ぷりぷりの焼き鮭をご飯にのせ、お茶を注いで無理やりかき込んだ。


「ごちそうさま」


拷問のような夕食を終え、席を立った。



「あら、もうおしまい? ちっとも食べてないじゃない」


母が不安げに箸を止めて見上げた。


「さっき、和菓子をつまんだせいかな。もうお腹がいっぱいで、、ごはん美味しかったよ」


お菓子などを食べられていたのは、いったい何ヶ月前のことだろう。


甘いものなど、見ただけで具合が悪くなりそうだ。



…………有紀ちゃんは食べることが大好きだった。


“ これ、めっちゃ美味しい!! ”


溢れるような笑顔で食事をする有紀ちゃんを見るのが好きだった。


彼女が一緒だと、本当にどんなものでも美味しく感じられた。



有紀、……逢いたい。







麗奈にも酷いことをしたとは思う。


だけど麗奈は僕と別れてよかったのだ。彼女は新しい目標にむかって立ち直り、これから自分らしい幸せを見つけて生きていくだろう。


もちろん有紀ちゃんだって、そんな強さを持った女性ではあるけれど。


あんなひどい裏切りで、傷を負わせたまま別れることしかできなかった自分が、どうしても許せない。

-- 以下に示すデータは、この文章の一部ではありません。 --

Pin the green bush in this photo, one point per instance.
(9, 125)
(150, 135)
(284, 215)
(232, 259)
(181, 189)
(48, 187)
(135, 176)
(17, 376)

有紀ちゃんはそんな僕のことなどとうに忘れ、新しい人生を歩んでいるのだろう。


僕はもう、誰にとっても過去の人間でしかない。


それでも僕は有紀に逢いたい。


会って謝ったところで、どうにかなるものではないけれど。


有紀ちゃんのことだから、そんな暗い過去になど振り回されることもなく、明るく人生を楽しんでいるはずだ。


遠くから一目でもそんな姿を見られたら、それだけで僕は嬉しい。







僕に今できる唯一のことは小説を書くこと。


出版社からの依頼もあり、それなりの仕事にはなっている。


徹夜などをして、猛烈な枚数を書き上げるようなことはできないけれど。


コツコツと日々書き連ねること。


創作することは今の僕に癒しにさえなっているように思う。


現実からの逃避。


物語の中で僕は様々なキャラクターを演じている。


強おもての敏腕刑事だったり、結婚願望の強い中年女性をだます、詐欺師になったりする。


そんな一人劇場を楽しみながらの執筆。


これで無職だったら、なにを生きがいにしていいのかわからなかっただろう。



有紀、君は今どこにいるんだい?


僕はもうすっかり記憶を取り戻している。


どんなに深く君を愛していたかを、今ごろになって痛切に思い出してしまったんだ。